Thanks for the great info Dano!   Looking forward to that Tube Cricket.


suprleed

Great thread.  I've been stewing over 386 amp projects for a while now.  The hard part is trying to settle on just one project!  Very helpful information here.  Thanks.
"That's the way I play" ~EC

brett

+1 for the LM380
and an efficient speaker will always be required if real punch is required.

Doesn't the 386 will push out about 0.6 W into 8 ohms (and around 0.4W into 4 ohms.)?  So paralleling two 386s into an 8 ohm load will still yield only 1 W (@9V).

So bridging or paralleling 386s doesn't work.... does it?
Brett Robinson
Let a hundred flowers bloom, let a hundred schools of thought contend. (Mao Zedong)

Jasonmatthew911

#23
I actually made a mini amp with 2 LM386-4's in B.T.L. , with a NJM4558 Pre-amp section going into it, adding a  Volume control, Tone control, and a Gain control that goes from Clean to Overdrive and finally to Hi-Gain distortion, running it with 6-AA cells for 9V or adapter...I have Clip-on Heat sinks on all the chips and an 18V Zener Diode in the Power section, so that I can use 18V safely without going over, to avoid damage to the IC's with an 18V max limit...I'm using a 5W- 3", $30, 8ohm speaker, but it in a small solid wood enclosure, and at 9V I get at least 1W - 1.5W of power out of it, it sounds louder than an Orange Micro Crush and Mini Fender Twin that I compared it with, but then when I ran it with 18V supply it gave me so much more headroom, it got louder and cleaner, with 18V supply I got 2W power easily, but you need to use the 386-4 that can handle 18V, it also says that this chip will give you 1W power with 18V, so with 2 Bridged I'm getting 2W...The only problem is you need bigger heat sinks with 18V's, I'm getting more out of it with the 18V, you will get the same amount of volume as a Micro Cube, but when the Volume gets too high it starts making a resonating noise while I play, the only thing I can think of is that I need bigger heat sinks for my chips....If I can perfect this design on 18V, I will have a little 6" cube amp that sounds as loud and as good as a Micro Cube, but much smaller, with good loud enough clean, overdrive, and distortion...Does anyone here now a good heat sink part # that I could get bigger than the little clip-on wings for 8-DIP chips, maybe something I can put on with some compound?

R.G.

And here's my reply to that from the posting by itself:
QuoteThe Dual Inline Package has some sincere power dissipation problems. Most of the heat is *conducted* out the leads, not convected out the plastic.

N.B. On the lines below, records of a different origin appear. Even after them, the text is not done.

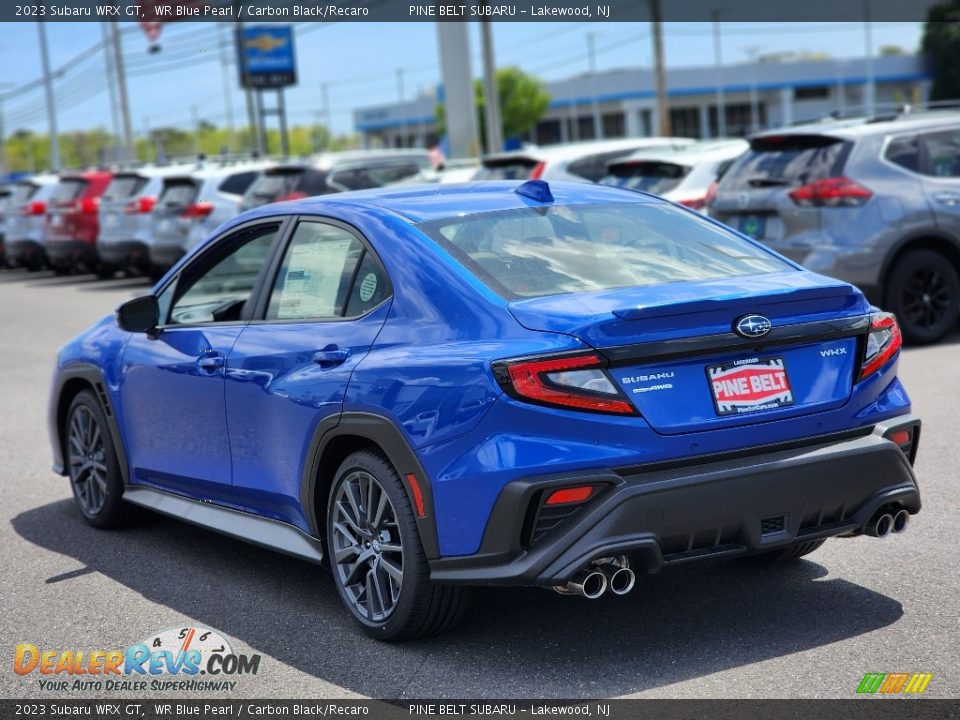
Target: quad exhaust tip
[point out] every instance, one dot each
(886, 522)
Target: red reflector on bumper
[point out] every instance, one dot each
(900, 437)
(570, 495)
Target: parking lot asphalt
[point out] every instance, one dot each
(733, 629)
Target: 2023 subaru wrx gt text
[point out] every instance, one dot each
(499, 383)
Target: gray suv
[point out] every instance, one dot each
(874, 203)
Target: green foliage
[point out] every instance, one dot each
(30, 152)
(523, 101)
(941, 45)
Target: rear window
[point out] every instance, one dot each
(22, 192)
(654, 177)
(593, 167)
(122, 187)
(787, 160)
(237, 183)
(68, 190)
(533, 252)
(515, 168)
(177, 193)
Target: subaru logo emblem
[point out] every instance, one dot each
(752, 326)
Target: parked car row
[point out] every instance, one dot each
(144, 219)
(874, 203)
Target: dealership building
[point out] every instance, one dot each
(774, 91)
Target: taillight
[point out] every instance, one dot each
(88, 206)
(883, 342)
(695, 203)
(141, 205)
(197, 210)
(711, 195)
(831, 192)
(573, 381)
(36, 207)
(295, 195)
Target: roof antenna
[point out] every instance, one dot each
(535, 190)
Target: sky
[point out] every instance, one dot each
(184, 81)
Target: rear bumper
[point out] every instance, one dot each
(165, 256)
(71, 253)
(124, 253)
(711, 506)
(25, 252)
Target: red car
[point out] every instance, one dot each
(72, 223)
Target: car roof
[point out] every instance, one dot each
(424, 203)
(568, 151)
(691, 154)
(865, 127)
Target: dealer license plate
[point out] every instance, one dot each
(745, 386)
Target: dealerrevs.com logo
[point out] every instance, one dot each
(187, 658)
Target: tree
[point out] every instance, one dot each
(523, 101)
(941, 45)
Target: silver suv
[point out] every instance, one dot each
(874, 203)
(192, 204)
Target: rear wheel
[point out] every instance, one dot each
(376, 556)
(923, 291)
(92, 463)
(793, 552)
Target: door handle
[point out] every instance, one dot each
(210, 363)
(330, 356)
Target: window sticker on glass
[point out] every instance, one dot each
(312, 280)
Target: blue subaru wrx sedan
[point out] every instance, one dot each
(497, 383)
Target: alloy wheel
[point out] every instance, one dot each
(926, 297)
(87, 461)
(367, 549)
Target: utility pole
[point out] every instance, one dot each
(594, 101)
(111, 82)
(122, 93)
(253, 121)
(403, 119)
(328, 116)
(48, 94)
(227, 95)
(718, 62)
(659, 74)
(752, 52)
(491, 93)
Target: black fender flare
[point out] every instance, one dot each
(93, 376)
(384, 433)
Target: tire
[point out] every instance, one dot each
(92, 464)
(793, 552)
(407, 604)
(923, 291)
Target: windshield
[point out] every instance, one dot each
(533, 252)
(652, 177)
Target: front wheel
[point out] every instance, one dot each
(923, 291)
(92, 463)
(376, 556)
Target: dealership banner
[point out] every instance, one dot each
(383, 710)
(151, 12)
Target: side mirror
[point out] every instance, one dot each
(140, 314)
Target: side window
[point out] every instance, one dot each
(943, 153)
(326, 273)
(218, 288)
(905, 152)
(238, 183)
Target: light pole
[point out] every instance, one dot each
(752, 52)
(48, 94)
(718, 61)
(594, 100)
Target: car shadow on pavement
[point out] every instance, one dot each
(680, 624)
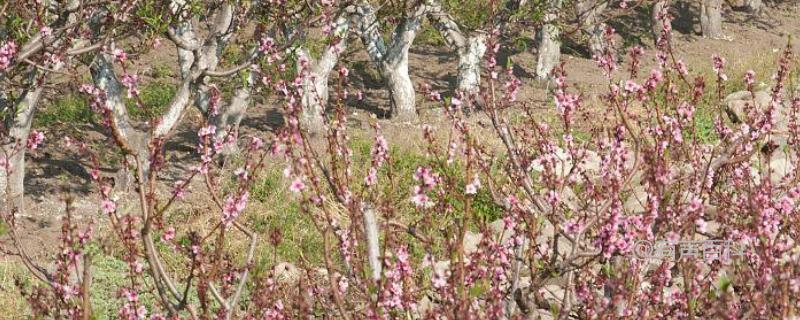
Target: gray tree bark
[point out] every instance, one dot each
(12, 176)
(589, 12)
(392, 62)
(658, 7)
(470, 49)
(549, 43)
(711, 19)
(231, 115)
(315, 81)
(20, 118)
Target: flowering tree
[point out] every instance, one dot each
(503, 215)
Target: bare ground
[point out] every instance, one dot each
(53, 174)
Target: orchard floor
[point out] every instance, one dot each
(53, 174)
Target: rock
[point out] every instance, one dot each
(471, 242)
(286, 273)
(781, 164)
(737, 103)
(424, 306)
(636, 201)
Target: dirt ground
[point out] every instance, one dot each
(51, 173)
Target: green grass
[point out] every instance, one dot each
(69, 109)
(155, 98)
(73, 109)
(277, 211)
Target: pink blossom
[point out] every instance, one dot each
(206, 131)
(120, 55)
(169, 234)
(35, 139)
(130, 82)
(472, 187)
(297, 185)
(372, 178)
(421, 200)
(7, 52)
(749, 78)
(233, 207)
(435, 96)
(719, 67)
(46, 31)
(179, 189)
(108, 206)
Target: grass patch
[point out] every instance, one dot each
(155, 97)
(70, 109)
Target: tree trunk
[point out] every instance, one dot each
(315, 82)
(401, 90)
(754, 6)
(470, 50)
(589, 12)
(104, 79)
(393, 61)
(231, 116)
(549, 43)
(469, 64)
(711, 19)
(314, 101)
(12, 176)
(658, 7)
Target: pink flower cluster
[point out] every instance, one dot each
(7, 52)
(234, 206)
(35, 139)
(428, 181)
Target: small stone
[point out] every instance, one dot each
(286, 273)
(471, 242)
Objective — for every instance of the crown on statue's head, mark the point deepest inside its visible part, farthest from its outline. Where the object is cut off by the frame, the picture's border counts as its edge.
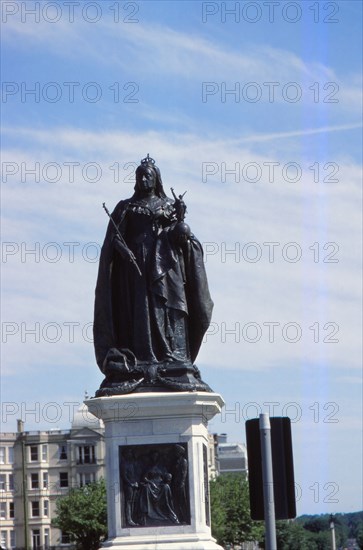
(147, 161)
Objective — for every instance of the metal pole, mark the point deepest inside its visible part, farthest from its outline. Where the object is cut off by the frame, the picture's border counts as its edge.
(25, 495)
(267, 477)
(332, 530)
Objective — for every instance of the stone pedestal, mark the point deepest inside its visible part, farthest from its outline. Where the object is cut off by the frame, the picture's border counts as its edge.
(146, 422)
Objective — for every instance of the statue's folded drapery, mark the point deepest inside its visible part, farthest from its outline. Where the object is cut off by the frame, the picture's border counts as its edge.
(156, 319)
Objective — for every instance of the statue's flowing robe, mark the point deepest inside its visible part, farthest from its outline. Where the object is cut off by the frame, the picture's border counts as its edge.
(163, 314)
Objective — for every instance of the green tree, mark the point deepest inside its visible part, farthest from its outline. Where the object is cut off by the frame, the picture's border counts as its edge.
(83, 515)
(230, 508)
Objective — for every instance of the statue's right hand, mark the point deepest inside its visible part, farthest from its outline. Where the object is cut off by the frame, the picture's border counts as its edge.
(123, 250)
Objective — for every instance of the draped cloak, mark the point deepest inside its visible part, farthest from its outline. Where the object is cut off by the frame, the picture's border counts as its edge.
(143, 314)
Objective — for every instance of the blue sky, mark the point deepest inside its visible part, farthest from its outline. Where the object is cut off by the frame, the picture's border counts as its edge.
(257, 114)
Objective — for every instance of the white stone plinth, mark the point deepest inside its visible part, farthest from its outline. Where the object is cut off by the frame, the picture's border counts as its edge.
(156, 419)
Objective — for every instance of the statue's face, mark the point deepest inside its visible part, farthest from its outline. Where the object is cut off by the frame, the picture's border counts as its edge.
(146, 180)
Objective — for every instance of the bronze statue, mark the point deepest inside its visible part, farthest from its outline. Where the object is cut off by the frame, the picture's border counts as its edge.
(152, 304)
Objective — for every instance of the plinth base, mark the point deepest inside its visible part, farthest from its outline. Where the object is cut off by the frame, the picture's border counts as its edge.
(162, 542)
(147, 436)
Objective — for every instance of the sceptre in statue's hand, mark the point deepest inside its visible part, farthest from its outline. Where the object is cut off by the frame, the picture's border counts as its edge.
(181, 231)
(125, 249)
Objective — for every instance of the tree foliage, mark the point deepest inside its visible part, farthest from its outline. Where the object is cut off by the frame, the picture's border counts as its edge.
(230, 508)
(83, 515)
(232, 524)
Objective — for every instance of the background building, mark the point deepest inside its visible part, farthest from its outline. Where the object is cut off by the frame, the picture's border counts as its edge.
(230, 457)
(37, 467)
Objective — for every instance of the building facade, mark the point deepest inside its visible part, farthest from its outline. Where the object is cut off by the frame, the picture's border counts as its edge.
(38, 467)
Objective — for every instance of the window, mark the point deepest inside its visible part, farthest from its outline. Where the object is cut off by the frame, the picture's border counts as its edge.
(34, 481)
(34, 453)
(63, 479)
(86, 455)
(11, 482)
(10, 455)
(35, 508)
(36, 538)
(86, 479)
(44, 453)
(46, 539)
(62, 452)
(45, 480)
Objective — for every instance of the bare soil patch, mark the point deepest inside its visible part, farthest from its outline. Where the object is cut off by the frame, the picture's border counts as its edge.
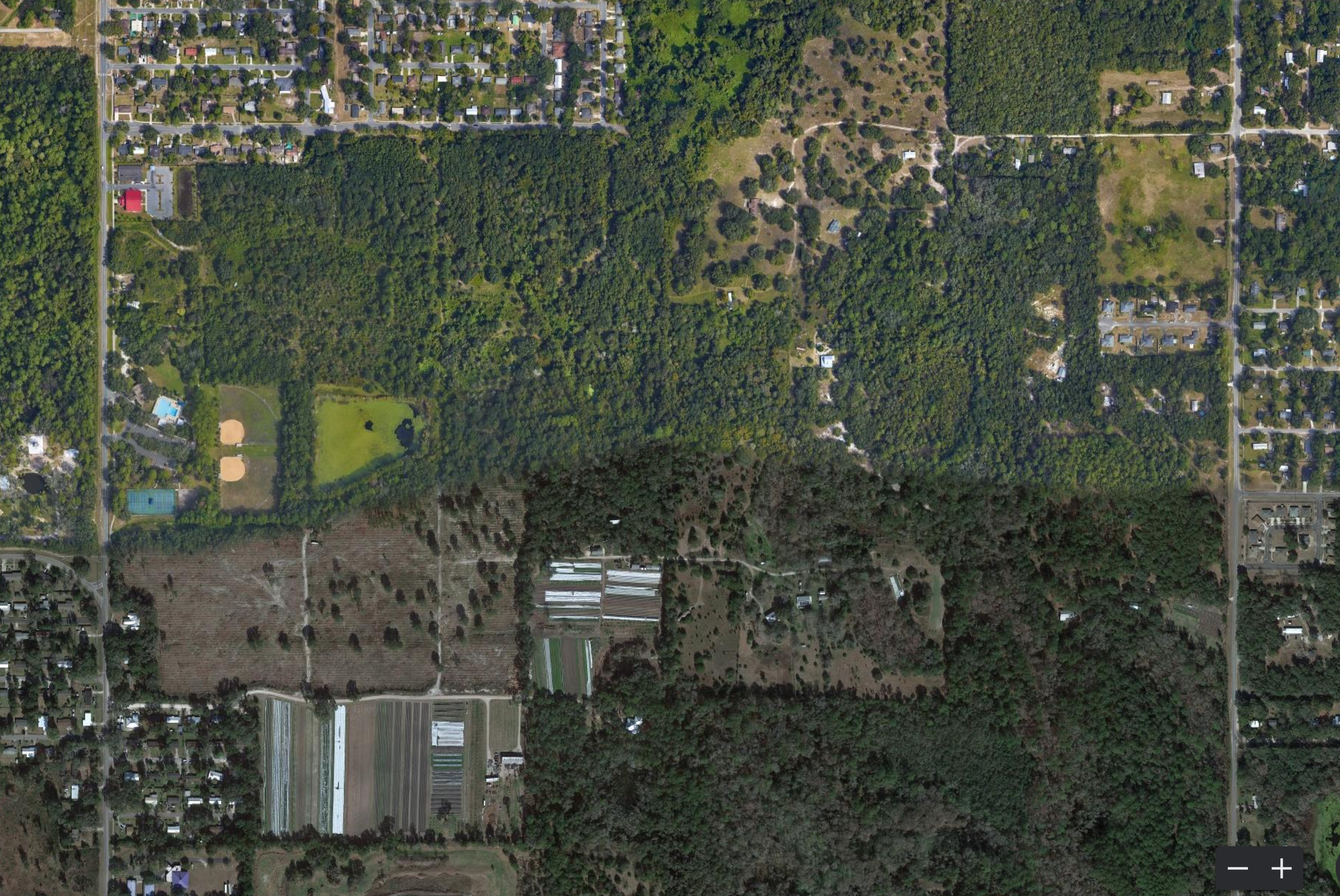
(231, 433)
(374, 610)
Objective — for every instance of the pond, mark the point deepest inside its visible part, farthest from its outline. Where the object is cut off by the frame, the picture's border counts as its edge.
(405, 433)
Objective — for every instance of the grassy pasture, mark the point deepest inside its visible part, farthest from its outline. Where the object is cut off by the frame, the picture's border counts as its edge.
(1153, 205)
(354, 436)
(479, 871)
(166, 377)
(504, 726)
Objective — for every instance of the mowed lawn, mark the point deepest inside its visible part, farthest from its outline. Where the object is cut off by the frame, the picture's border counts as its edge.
(256, 408)
(1153, 207)
(354, 436)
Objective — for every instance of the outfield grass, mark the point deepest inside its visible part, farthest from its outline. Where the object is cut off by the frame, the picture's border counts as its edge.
(166, 377)
(354, 436)
(1150, 184)
(256, 408)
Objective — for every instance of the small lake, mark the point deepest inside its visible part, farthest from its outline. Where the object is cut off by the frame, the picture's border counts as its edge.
(405, 435)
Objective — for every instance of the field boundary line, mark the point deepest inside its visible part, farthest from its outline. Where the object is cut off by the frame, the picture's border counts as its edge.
(307, 614)
(441, 618)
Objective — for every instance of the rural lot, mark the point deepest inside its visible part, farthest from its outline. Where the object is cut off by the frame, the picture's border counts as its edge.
(405, 599)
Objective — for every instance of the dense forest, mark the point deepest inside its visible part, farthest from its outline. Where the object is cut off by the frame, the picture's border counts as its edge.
(1290, 173)
(1083, 757)
(1004, 235)
(1032, 67)
(551, 334)
(49, 216)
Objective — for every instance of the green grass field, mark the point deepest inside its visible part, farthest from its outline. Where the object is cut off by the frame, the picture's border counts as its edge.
(1326, 835)
(256, 408)
(472, 785)
(166, 377)
(504, 726)
(354, 436)
(1153, 207)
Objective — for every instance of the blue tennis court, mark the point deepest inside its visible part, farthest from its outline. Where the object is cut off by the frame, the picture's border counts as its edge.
(152, 502)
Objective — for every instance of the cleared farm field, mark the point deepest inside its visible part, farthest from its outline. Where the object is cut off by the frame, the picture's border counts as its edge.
(401, 599)
(388, 766)
(504, 726)
(297, 768)
(442, 871)
(448, 759)
(207, 603)
(475, 761)
(563, 664)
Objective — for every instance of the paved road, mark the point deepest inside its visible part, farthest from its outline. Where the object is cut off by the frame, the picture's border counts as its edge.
(1324, 369)
(404, 698)
(136, 429)
(307, 129)
(103, 69)
(282, 71)
(161, 461)
(1233, 524)
(1107, 325)
(197, 11)
(1296, 430)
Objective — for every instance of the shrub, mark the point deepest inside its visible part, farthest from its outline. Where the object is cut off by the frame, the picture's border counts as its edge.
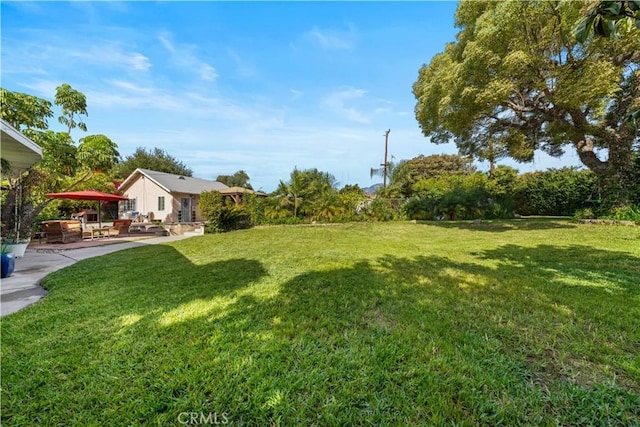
(555, 191)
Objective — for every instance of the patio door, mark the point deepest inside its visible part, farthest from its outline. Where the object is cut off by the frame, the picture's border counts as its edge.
(185, 209)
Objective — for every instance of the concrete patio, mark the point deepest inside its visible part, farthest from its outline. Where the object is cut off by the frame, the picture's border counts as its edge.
(22, 288)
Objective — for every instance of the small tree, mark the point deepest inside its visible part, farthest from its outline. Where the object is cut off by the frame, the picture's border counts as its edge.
(65, 165)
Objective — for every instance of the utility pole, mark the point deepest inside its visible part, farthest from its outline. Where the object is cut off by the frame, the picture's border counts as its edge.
(385, 165)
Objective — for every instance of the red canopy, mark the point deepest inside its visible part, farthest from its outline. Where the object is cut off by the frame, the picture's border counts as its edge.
(87, 195)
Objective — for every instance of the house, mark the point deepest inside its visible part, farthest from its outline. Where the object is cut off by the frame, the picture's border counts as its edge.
(163, 196)
(17, 149)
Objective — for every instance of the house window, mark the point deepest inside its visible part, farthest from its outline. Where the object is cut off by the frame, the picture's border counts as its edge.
(129, 205)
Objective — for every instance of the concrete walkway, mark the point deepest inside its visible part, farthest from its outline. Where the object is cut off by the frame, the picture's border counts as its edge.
(23, 288)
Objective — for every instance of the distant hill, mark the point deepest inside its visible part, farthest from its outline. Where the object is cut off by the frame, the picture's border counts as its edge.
(372, 189)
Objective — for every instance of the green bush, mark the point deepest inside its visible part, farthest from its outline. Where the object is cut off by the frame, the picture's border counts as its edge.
(631, 213)
(383, 210)
(555, 191)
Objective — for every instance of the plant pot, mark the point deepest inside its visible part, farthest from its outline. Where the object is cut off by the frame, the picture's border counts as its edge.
(8, 265)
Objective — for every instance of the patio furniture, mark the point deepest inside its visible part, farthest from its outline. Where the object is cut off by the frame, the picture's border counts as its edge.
(120, 227)
(64, 231)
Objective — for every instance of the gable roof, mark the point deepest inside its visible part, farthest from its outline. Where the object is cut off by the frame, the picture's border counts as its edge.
(19, 150)
(173, 183)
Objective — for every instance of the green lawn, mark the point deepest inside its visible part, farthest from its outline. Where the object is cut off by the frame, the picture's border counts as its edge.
(532, 322)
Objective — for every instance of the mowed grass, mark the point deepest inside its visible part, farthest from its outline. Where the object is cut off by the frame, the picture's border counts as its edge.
(532, 322)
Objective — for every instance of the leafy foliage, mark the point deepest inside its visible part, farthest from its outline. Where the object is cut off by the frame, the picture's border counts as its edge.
(409, 172)
(222, 215)
(524, 84)
(65, 164)
(24, 111)
(556, 192)
(607, 18)
(73, 104)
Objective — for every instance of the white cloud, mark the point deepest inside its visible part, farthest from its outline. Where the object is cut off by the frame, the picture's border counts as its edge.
(337, 103)
(295, 95)
(184, 56)
(332, 39)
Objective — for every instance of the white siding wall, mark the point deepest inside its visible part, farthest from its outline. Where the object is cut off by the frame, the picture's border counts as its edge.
(146, 193)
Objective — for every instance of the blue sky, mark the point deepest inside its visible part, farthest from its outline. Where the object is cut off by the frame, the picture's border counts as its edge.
(223, 86)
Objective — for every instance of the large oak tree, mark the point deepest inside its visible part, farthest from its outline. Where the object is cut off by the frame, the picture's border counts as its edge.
(516, 80)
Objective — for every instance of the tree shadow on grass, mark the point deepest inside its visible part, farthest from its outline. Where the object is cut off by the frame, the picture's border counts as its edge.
(512, 338)
(506, 225)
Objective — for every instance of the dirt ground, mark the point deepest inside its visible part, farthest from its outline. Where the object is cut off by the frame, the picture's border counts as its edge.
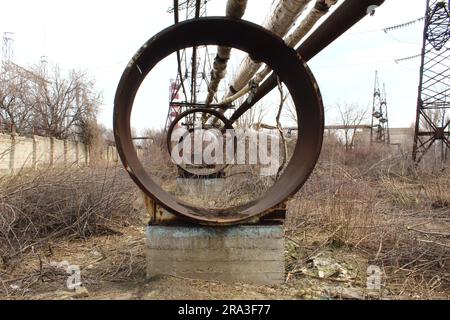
(113, 267)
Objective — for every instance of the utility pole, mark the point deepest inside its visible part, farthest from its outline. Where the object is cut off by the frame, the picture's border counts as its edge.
(379, 132)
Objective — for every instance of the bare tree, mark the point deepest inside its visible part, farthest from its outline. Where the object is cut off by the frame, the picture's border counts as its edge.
(65, 106)
(15, 102)
(351, 117)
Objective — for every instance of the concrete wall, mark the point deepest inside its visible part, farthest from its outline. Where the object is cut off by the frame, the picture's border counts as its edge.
(18, 153)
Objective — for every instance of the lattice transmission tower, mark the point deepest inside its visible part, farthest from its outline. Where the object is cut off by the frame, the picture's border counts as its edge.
(433, 107)
(379, 132)
(7, 47)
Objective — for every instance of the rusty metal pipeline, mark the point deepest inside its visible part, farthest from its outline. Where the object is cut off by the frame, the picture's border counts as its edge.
(343, 18)
(288, 64)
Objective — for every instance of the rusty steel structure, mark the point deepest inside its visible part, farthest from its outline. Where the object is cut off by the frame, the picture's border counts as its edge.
(183, 90)
(379, 131)
(289, 67)
(433, 106)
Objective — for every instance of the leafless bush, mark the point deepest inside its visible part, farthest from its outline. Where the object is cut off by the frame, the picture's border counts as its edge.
(38, 206)
(397, 217)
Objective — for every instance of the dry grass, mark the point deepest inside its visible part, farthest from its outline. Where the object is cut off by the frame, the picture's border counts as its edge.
(42, 205)
(398, 218)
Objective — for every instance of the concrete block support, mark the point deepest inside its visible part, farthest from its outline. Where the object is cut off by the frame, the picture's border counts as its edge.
(245, 254)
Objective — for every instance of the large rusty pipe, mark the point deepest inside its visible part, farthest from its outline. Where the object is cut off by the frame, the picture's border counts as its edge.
(342, 19)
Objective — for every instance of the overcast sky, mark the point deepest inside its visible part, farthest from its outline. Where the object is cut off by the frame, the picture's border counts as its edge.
(100, 36)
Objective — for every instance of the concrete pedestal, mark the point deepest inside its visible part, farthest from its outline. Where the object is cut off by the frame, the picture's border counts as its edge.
(246, 254)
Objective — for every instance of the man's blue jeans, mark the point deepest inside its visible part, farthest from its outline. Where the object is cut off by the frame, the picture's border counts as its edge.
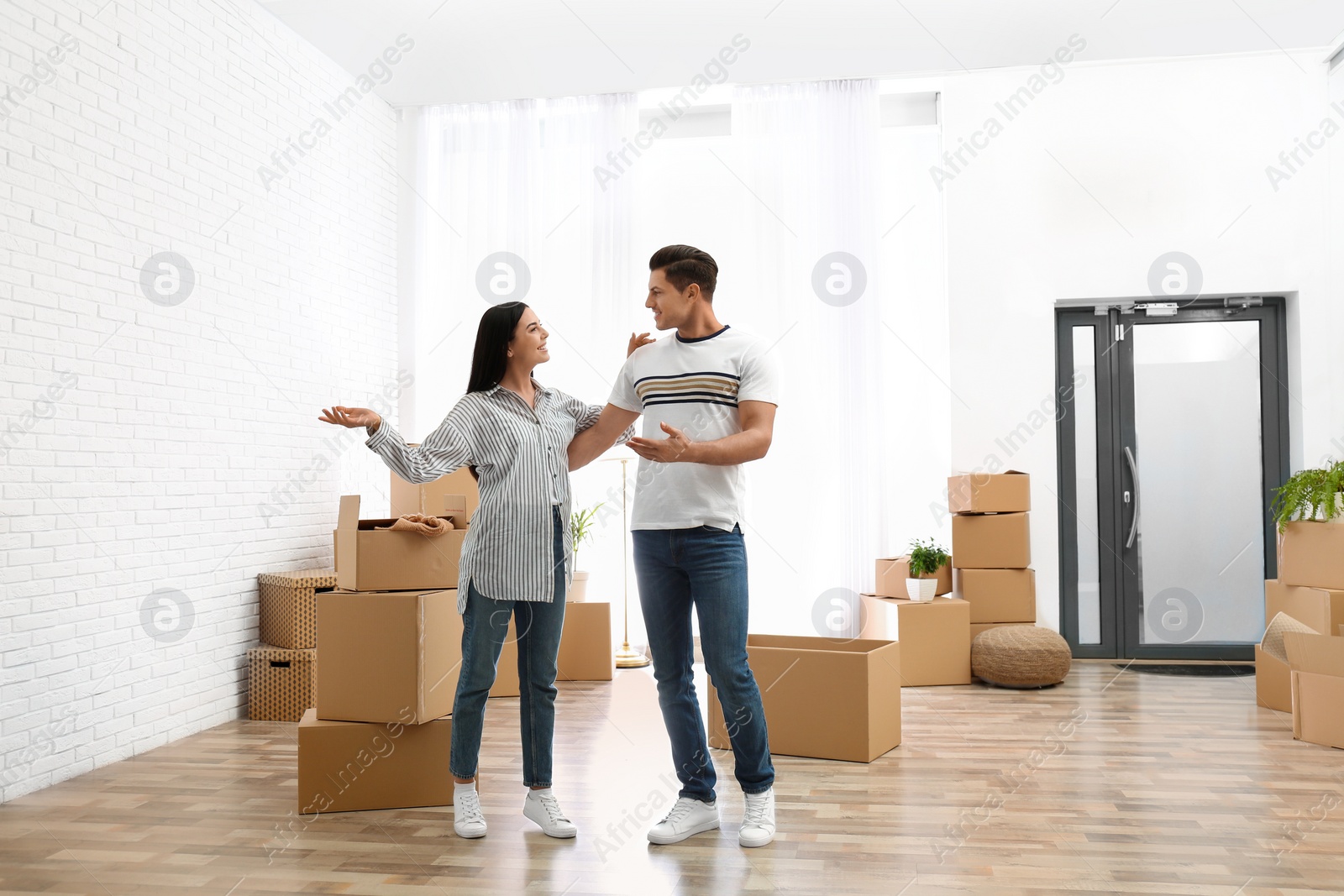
(484, 629)
(705, 569)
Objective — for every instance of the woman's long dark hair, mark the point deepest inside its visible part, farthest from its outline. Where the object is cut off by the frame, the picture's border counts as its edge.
(490, 359)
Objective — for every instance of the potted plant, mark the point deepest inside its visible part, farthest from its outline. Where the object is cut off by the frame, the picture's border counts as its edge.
(927, 559)
(581, 530)
(1310, 495)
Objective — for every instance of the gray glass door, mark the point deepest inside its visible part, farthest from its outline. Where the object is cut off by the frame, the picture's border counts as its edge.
(1173, 438)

I say this as background for what I'm about to say.

You're probably right that it's going into thermal overload and shutting down. You may get some relief from heatsinking, but what you are doing is trying to get a small device working right out at the very edge of its capability. This is not a recipe for long term reliability.

It is better to use a bigger device well inside its capabilities. If you used ONE TDA2030 or LM1875, you'd get 4-5W on 18V, and you can do the same bridged trick to get even more from the same 18V. And both of these chips are in the TO-220 package which not only dissipated about 2W in free air, but is made for attaching to an external heat sink, which are also easily available and cheap.

So my advice is to either (1) back down the power supply voltage until the thermal cutouts quit or (2) get a bigger horse; use a TO-220 power amp chip.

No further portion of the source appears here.